Biswal recalled Virat Kohli as very different from what he is now. Kohli had scored a crucial 35, batting at No. 4, and added 83 with Gambhir for the third wicket to bring India back on track after the early loss of wickets.
“He was the baby of the team and used to keep the team morale high and he used to be humorous in the dressing room. He was a happy-go-lucky guy, used to sing and dance. He was very playful. Now you see a different Virat. Virat of that time was the youngest of the lot and used to entertain people. He never used to sit in one place,” said Biswal.
“[Suresh] Raina and Harbhajan [Singh] were the others who were chirpy.
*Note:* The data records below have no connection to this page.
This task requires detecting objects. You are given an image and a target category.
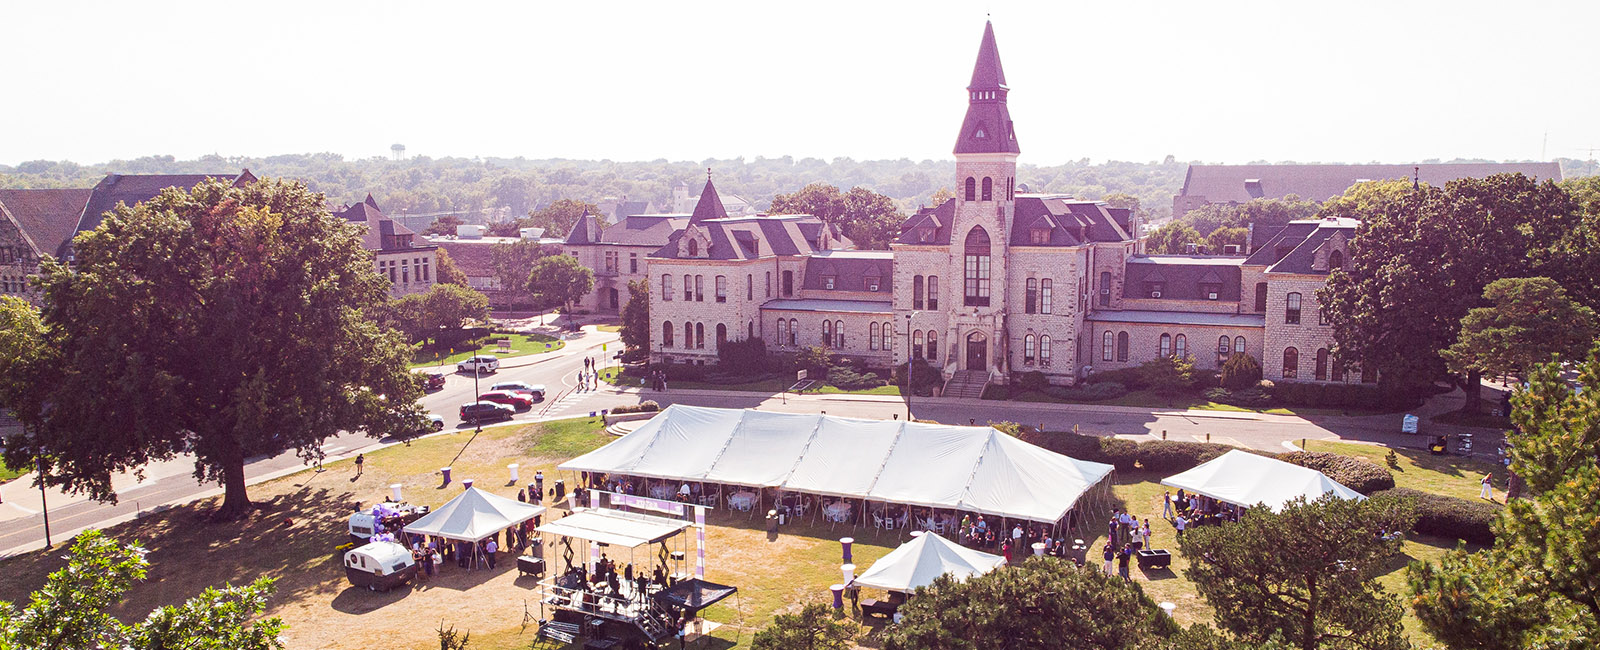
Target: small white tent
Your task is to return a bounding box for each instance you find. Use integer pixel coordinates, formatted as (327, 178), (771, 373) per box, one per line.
(853, 532), (1005, 593)
(403, 487), (546, 542)
(560, 405), (1114, 524)
(1160, 449), (1365, 513)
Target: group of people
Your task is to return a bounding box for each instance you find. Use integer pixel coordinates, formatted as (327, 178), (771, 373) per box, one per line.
(575, 356), (602, 392)
(956, 514), (1067, 563)
(644, 369), (670, 392)
(1161, 489), (1241, 530)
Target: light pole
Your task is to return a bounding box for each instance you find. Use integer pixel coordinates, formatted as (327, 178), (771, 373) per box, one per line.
(472, 363), (482, 434)
(904, 312), (914, 421)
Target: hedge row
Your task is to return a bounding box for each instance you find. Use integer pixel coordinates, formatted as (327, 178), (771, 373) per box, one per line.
(1276, 450), (1396, 494)
(1268, 381), (1419, 411)
(1016, 429), (1139, 472)
(610, 401), (660, 415)
(1372, 487), (1500, 545)
(1136, 440), (1239, 472)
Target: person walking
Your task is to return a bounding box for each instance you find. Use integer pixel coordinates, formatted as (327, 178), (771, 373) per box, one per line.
(353, 453), (364, 478)
(1117, 543), (1133, 583)
(1480, 473), (1494, 500)
(1161, 490), (1173, 520)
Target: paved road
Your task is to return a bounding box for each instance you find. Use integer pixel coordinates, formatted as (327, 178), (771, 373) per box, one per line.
(0, 324), (1498, 555)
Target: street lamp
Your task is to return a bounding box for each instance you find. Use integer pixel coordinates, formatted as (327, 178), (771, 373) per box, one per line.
(472, 363), (482, 434)
(904, 312), (914, 421)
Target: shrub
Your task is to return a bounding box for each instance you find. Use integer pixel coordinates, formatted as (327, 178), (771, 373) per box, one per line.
(980, 384), (1008, 400)
(1372, 487), (1500, 545)
(718, 337), (770, 371)
(794, 345), (832, 378)
(827, 365), (885, 391)
(1085, 366), (1152, 390)
(1016, 429), (1138, 471)
(1142, 355), (1197, 399)
(1276, 450), (1396, 494)
(1220, 352), (1263, 390)
(1018, 371), (1048, 392)
(659, 358), (708, 381)
(1204, 386), (1272, 408)
(892, 358), (941, 390)
(1268, 381), (1420, 411)
(988, 421), (1023, 436)
(1135, 440), (1237, 472)
(1046, 381), (1128, 402)
(610, 401), (661, 415)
They were really shouting from the balcony when they were hitting the fours and the sixes. That was to keep the team spirit up,” added Biswal who praised Dhoni for bringing the team of various personalities and age together.
“With seniors like Sachin and Zaheer around and youngsters like Virat, one thing that MS did was to gel them together. There was no gap between senior and junior. All these young people were given the comfort zone. So this made them really comfortable within the team. Zaheer and Gambhir were the serious kind who enjoyed their own space.”
Biswal, a former right-handed batsman and an off-spinner himself, said that the players knew that the batting was strong and they could chase any total.
“We knew we had great batting strength but we had to play 50 overs to win the game. We knew we had to keep rotating the strike, get as many runs in 30-35 overs as possible (without losing wickets) and then plan (go after the bowling) in the last 15 overs. And if you see it was done in the same sequence,” he explained the chase in the final.
The fact that India had fairly long gaps between matches also helped. India were a bit down after losing to South Africa in a league game but an eight-day break before the next game against West Indies helped them regain confidence.
“This was a very long tournament. The team that played the World Cup had been together for a year. The core team and the fringe players were there in the system. When the World Cup started, the morale was high. We had won the Asia Cup in Sri Lanka (in 2010). There was a bit of disappointment when we lost to South Africa, the only game we lost. But since we had time and the World Cup was over a period of one and a half months, we regained composure,” he further explained.
“It was a billion dreams and a billion prayers. Since 1983 we had not won many major tournaments – except for a couple (World Championship of Cricket in 1985 and T20 World Cup in 2007). Being played in India, naturally everyone was expecting that India should win the World Cup. Like 1983, 2011 World Cup win was also the turning point for Indian cricket.”